Standards are useless partly because they overfocus on production of metadata, not consumption. This is all about machine intelligibility, machine reusability; why else make geospatial metadata, other than to comply with obscure operational requirements? And if that has to be done; then let’s try to make it fun, or at least as little non-fun as possible (this is the talk I’d originally tended to give; playful IRC bots for annotating the geodata repository; email nag-bots that hustle your friends to nag you into improving metadata coverage; friendly coverage competitions). For the bits that can’t be fun, let’s try to automate as much as possible, and if something can’t be at least semi-automated, then think twice about including that in a metadata requirement spec. I’m still skeptical of any claim that “given enough eyeballs, good metadata will emerge” (I think of my favourite OpenStreetmap tags - “horse=’yes’” being a personal all-time classic; perhaps OSM metadata is lacking a feedback loop of iterative verification, autosuggestion…) but there’s definitely a lot of space for “architecture of participation” ideas in metadata management.

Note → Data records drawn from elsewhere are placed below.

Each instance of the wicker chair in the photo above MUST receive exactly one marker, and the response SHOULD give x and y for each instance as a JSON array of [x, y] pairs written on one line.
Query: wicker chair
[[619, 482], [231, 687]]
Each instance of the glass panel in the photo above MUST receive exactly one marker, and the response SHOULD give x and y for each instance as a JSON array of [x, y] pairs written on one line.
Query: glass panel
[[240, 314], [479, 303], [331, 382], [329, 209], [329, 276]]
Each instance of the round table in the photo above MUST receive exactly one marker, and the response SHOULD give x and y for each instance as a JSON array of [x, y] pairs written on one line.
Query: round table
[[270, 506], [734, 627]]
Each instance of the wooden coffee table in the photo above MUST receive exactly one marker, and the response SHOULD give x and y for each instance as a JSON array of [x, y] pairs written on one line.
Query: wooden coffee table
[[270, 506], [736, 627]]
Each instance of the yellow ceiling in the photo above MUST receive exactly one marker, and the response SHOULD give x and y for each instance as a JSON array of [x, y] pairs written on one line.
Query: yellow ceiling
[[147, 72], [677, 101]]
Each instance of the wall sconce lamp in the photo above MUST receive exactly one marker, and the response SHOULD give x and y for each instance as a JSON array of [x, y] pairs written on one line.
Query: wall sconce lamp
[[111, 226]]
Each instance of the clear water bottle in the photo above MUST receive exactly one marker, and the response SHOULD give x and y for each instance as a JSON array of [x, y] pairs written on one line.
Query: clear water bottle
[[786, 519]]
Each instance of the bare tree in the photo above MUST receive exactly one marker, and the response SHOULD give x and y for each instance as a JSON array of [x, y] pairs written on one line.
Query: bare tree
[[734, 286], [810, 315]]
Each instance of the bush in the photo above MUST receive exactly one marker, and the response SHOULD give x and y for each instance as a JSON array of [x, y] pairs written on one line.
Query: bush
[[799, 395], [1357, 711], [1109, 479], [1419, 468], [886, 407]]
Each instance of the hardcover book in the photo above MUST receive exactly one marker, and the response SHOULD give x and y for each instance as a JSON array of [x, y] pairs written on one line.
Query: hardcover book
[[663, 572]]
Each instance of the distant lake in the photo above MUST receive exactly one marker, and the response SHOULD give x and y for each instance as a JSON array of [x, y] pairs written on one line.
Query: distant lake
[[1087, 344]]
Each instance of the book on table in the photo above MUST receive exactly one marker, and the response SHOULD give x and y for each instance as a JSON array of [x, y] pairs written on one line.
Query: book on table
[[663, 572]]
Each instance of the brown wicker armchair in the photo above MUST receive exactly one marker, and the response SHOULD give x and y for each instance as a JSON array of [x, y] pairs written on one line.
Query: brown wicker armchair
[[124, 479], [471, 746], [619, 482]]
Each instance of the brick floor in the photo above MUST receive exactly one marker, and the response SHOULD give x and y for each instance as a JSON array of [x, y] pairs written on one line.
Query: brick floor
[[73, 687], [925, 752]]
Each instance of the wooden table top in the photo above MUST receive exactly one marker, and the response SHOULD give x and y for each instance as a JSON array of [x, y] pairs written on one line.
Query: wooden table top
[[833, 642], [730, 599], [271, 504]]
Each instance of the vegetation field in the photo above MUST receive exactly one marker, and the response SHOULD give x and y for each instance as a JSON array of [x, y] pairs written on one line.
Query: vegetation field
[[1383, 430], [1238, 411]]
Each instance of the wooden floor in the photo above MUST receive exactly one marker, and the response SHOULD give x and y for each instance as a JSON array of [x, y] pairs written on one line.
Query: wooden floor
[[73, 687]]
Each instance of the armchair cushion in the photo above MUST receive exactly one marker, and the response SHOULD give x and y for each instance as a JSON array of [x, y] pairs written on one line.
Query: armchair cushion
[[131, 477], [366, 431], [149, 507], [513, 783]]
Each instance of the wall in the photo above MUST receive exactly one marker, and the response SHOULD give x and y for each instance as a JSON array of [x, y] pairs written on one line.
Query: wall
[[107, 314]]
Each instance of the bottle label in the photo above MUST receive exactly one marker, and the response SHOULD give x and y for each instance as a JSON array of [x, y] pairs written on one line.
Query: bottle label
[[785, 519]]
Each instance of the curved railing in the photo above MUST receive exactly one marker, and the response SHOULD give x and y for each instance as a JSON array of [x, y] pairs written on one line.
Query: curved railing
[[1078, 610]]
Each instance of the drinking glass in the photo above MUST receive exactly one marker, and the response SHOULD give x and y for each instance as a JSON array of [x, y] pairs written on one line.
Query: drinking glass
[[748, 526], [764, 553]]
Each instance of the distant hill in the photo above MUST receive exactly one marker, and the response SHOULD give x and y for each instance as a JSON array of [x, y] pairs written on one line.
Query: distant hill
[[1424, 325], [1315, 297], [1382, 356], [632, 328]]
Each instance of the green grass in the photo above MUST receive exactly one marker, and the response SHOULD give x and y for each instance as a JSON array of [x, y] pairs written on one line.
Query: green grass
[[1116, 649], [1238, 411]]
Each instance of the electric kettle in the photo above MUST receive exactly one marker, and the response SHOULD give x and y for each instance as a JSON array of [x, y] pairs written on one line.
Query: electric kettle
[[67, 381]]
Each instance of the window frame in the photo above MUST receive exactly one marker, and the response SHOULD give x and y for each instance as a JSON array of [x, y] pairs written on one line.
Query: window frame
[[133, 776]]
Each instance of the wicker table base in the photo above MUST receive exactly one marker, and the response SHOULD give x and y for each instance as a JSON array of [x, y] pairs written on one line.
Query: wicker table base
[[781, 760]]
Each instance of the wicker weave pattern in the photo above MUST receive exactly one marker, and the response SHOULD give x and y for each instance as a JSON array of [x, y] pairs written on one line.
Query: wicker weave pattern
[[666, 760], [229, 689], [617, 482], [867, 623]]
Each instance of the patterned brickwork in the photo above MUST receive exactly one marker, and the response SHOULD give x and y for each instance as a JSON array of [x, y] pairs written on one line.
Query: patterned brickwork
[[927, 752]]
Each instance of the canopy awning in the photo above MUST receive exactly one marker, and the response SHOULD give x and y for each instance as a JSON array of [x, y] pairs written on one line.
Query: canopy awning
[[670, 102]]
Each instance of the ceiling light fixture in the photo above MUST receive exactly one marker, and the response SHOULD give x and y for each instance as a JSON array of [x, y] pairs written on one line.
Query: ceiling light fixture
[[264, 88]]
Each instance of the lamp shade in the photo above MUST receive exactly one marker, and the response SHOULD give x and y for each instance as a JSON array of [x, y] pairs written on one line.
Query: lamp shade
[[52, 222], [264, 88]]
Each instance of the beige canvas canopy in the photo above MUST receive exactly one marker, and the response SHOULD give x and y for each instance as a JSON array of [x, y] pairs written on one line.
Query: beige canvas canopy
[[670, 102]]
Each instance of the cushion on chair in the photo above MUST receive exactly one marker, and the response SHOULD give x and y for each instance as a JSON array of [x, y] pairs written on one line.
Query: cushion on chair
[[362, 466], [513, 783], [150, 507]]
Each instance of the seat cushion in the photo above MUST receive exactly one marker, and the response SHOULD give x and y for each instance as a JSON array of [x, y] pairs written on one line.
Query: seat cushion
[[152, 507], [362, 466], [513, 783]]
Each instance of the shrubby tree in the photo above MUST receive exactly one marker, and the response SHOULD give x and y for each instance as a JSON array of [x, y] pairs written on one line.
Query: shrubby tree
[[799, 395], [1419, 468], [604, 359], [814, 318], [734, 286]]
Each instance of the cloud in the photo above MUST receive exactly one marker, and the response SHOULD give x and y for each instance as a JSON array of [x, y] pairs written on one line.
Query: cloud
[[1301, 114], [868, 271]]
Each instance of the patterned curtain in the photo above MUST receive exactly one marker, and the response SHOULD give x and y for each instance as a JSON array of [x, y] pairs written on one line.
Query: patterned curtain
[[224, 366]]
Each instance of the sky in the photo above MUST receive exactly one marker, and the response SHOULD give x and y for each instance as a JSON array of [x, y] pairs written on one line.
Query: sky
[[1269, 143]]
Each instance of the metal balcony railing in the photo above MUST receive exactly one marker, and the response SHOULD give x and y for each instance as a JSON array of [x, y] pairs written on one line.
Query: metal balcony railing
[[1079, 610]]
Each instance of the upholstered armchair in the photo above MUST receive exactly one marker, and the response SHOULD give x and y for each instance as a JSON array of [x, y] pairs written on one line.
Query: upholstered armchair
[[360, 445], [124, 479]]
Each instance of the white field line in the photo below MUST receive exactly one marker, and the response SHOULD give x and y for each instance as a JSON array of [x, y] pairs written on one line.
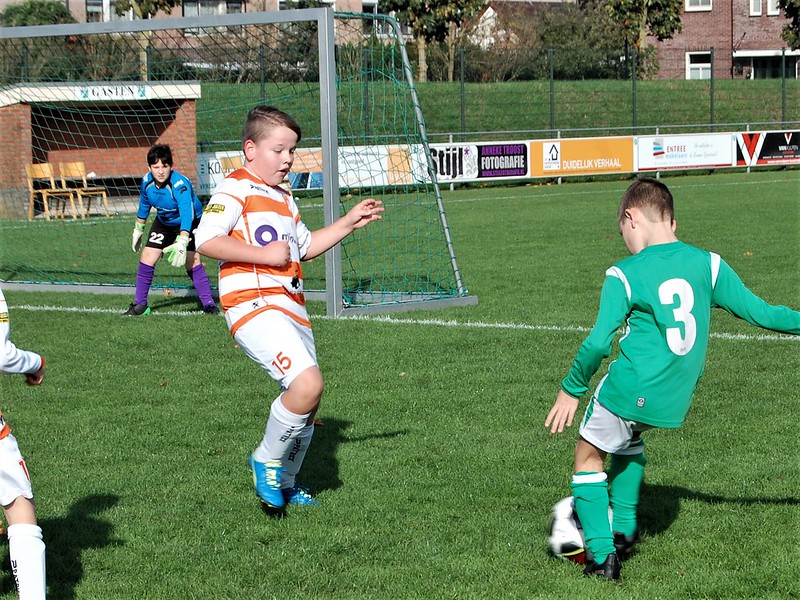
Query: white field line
[[775, 337], [542, 191]]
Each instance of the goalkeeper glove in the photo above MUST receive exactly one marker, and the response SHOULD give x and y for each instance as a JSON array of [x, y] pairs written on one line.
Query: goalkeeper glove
[[176, 253], [136, 240]]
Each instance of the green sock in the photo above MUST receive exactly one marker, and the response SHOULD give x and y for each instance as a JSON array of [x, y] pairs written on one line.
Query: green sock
[[625, 477], [590, 491]]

So I’m still listening for the core. I’m quite happy with the boiled-down model we have developed at
OSGeo. I’m very reassured that it seems to fit well with the judgement of a domain expert like Stefan Keller. I’m looking forward to getting stuck into the FAO GeoNetwork development process a bit; offering our simplified model + editing interface as a pluggable backend for their heavier lifting catalog services interfaces. I’m very happy about the prospect of more value for less code. I don’t mind whether the interface is CSW, OAI-PMH, OWSCat or Z39.50 as long as I can talk to it. I don’t mind whether the format is RDF/XML, FGDC or ISO19115 XML, GeoRSS, JSON or S-expressions as long as I can communicate my understanding of it and maintain a consistent map to the simple underlying model.
This is my new motto: “Be promiscuous in what you send, and promiscuous in what you receive”. I could see supporting a whole matrix of interface+format combinations -
a bit like one of those Mongolian wok restaurants - choose your starch, choose your protein, and optimise your stock for the most popular configuration. If people really
want KML+Dublin Core over CSW, or tab-delimited FGDC over Z39.50 - give it to them! (I still draw the line below ebRIM, though. It just sounds painful.)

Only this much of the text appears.